- Date: 17–23 September
- Edition: 5th
- Category: Grand Prix
- Draw: 32S / 16D
- Prize money: $100,000
- Surface: Clay / outdoor
- Location: Geneva, Switzerland

Champions

Singles
- Aaron Krickstein

Doubles
- Michael Mortensen / Mats Wilander
- ← 1983 · Geneva Open · 1985 →

= 1984 Geneva Open =

The 1984 Geneva Open was a men's tennis tournament played on clay courts that was part of the 1984 Volvo Grand Prix. It was played at Geneva in Switzerland from 17 September through 23 September 1984. Fifth-seeded Aaron Krickstein won the singles title. The doubles final could not be played due to rain.
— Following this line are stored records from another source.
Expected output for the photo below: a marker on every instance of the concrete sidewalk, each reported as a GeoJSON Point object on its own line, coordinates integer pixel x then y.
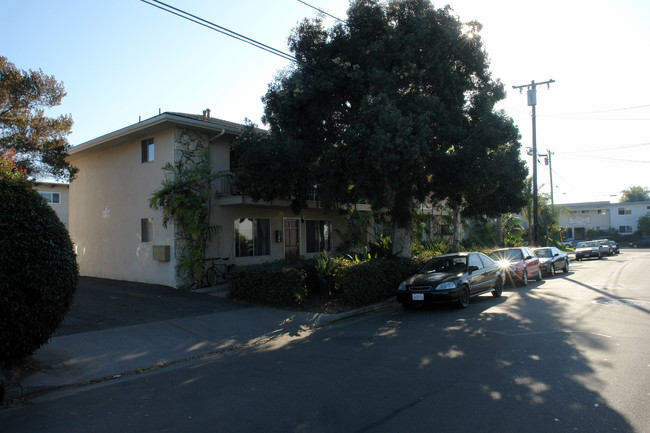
{"type": "Point", "coordinates": [89, 357]}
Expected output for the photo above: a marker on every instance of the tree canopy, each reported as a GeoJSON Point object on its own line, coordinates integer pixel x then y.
{"type": "Point", "coordinates": [394, 106]}
{"type": "Point", "coordinates": [40, 142]}
{"type": "Point", "coordinates": [635, 193]}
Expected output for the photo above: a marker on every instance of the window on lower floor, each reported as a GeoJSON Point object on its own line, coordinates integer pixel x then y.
{"type": "Point", "coordinates": [146, 230]}
{"type": "Point", "coordinates": [318, 236]}
{"type": "Point", "coordinates": [252, 237]}
{"type": "Point", "coordinates": [51, 197]}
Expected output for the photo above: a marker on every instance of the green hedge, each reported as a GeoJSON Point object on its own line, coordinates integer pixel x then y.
{"type": "Point", "coordinates": [285, 284]}
{"type": "Point", "coordinates": [38, 271]}
{"type": "Point", "coordinates": [371, 281]}
{"type": "Point", "coordinates": [276, 284]}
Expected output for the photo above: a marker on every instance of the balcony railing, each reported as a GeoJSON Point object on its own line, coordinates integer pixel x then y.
{"type": "Point", "coordinates": [225, 187]}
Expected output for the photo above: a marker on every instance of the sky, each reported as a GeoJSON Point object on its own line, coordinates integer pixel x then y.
{"type": "Point", "coordinates": [122, 60]}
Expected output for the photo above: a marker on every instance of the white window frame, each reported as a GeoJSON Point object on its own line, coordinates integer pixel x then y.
{"type": "Point", "coordinates": [148, 150]}
{"type": "Point", "coordinates": [146, 230]}
{"type": "Point", "coordinates": [50, 197]}
{"type": "Point", "coordinates": [260, 247]}
{"type": "Point", "coordinates": [326, 243]}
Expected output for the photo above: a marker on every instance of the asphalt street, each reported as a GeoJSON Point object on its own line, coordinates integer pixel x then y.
{"type": "Point", "coordinates": [569, 353]}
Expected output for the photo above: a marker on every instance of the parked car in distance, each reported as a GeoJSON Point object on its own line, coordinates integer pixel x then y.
{"type": "Point", "coordinates": [454, 277]}
{"type": "Point", "coordinates": [585, 250]}
{"type": "Point", "coordinates": [605, 248]}
{"type": "Point", "coordinates": [641, 243]}
{"type": "Point", "coordinates": [519, 263]}
{"type": "Point", "coordinates": [552, 259]}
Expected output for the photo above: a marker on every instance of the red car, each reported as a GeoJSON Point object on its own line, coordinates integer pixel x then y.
{"type": "Point", "coordinates": [520, 264]}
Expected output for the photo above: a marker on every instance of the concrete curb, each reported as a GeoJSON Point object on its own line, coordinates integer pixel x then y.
{"type": "Point", "coordinates": [309, 321]}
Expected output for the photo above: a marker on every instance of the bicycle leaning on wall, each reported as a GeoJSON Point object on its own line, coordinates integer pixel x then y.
{"type": "Point", "coordinates": [218, 271]}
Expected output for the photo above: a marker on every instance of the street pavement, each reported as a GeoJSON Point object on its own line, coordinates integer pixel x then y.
{"type": "Point", "coordinates": [116, 328]}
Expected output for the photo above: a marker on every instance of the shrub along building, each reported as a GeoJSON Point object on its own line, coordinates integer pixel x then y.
{"type": "Point", "coordinates": [118, 235]}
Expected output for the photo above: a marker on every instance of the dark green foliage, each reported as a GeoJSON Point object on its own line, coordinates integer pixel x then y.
{"type": "Point", "coordinates": [371, 281]}
{"type": "Point", "coordinates": [277, 284]}
{"type": "Point", "coordinates": [184, 198]}
{"type": "Point", "coordinates": [40, 141]}
{"type": "Point", "coordinates": [38, 272]}
{"type": "Point", "coordinates": [635, 193]}
{"type": "Point", "coordinates": [392, 106]}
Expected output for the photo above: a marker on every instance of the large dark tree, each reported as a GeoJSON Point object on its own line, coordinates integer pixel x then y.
{"type": "Point", "coordinates": [635, 193]}
{"type": "Point", "coordinates": [372, 108]}
{"type": "Point", "coordinates": [40, 142]}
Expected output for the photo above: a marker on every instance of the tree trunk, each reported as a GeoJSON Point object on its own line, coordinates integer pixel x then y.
{"type": "Point", "coordinates": [403, 237]}
{"type": "Point", "coordinates": [500, 230]}
{"type": "Point", "coordinates": [457, 227]}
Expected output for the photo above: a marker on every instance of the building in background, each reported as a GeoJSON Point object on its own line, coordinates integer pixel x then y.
{"type": "Point", "coordinates": [621, 218]}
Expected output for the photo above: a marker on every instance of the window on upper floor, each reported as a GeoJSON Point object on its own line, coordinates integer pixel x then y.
{"type": "Point", "coordinates": [146, 230]}
{"type": "Point", "coordinates": [147, 150]}
{"type": "Point", "coordinates": [51, 197]}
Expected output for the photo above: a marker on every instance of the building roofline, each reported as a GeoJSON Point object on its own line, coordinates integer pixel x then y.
{"type": "Point", "coordinates": [196, 121]}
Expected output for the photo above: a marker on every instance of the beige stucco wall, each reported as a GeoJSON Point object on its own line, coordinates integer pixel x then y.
{"type": "Point", "coordinates": [109, 199]}
{"type": "Point", "coordinates": [225, 216]}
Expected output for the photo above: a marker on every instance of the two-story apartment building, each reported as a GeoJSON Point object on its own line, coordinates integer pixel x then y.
{"type": "Point", "coordinates": [118, 236]}
{"type": "Point", "coordinates": [602, 216]}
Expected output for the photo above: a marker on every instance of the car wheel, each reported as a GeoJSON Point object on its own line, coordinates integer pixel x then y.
{"type": "Point", "coordinates": [498, 288]}
{"type": "Point", "coordinates": [463, 297]}
{"type": "Point", "coordinates": [524, 279]}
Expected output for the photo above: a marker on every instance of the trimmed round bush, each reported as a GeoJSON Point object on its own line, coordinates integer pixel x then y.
{"type": "Point", "coordinates": [38, 271]}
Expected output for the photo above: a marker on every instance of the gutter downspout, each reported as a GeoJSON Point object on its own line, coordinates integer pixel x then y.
{"type": "Point", "coordinates": [210, 140]}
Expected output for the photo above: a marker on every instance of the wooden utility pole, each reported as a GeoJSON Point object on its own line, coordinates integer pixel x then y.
{"type": "Point", "coordinates": [532, 101]}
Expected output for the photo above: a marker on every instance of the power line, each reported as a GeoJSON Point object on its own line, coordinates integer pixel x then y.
{"type": "Point", "coordinates": [612, 159]}
{"type": "Point", "coordinates": [321, 11]}
{"type": "Point", "coordinates": [611, 110]}
{"type": "Point", "coordinates": [212, 26]}
{"type": "Point", "coordinates": [627, 146]}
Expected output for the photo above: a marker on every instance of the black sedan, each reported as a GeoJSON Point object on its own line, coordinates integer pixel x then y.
{"type": "Point", "coordinates": [584, 250]}
{"type": "Point", "coordinates": [455, 278]}
{"type": "Point", "coordinates": [641, 243]}
{"type": "Point", "coordinates": [551, 260]}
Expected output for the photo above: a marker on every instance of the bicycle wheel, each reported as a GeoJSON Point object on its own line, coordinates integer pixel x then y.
{"type": "Point", "coordinates": [212, 275]}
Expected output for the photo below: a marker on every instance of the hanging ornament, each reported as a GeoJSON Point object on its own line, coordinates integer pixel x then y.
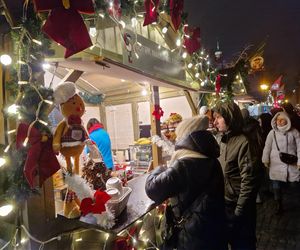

It was rescheduled to the first day of the 1984 Stockholm Open tournament in late October and was played on the indoor hard courts of the Kungliga tennishallen.

==Finals==
===Singles===

USA Aaron Krickstein defeated SWE Henrik Sundström 6–7, 6–1, 6–4
- It was Krickstein's 3rd singles title of the year and the 4th of his career.

===Doubles===

DEN Michael Mortensen / SWE Mats Wilander defeated TCH Libor Pimek / CSK Tomáš Šmíd 6–1, 3–6, 7–5
- It was Mortensen's 4th title of the year and the 4th of his career. It was Wilander's 3rd title of the year and the 16th of his career.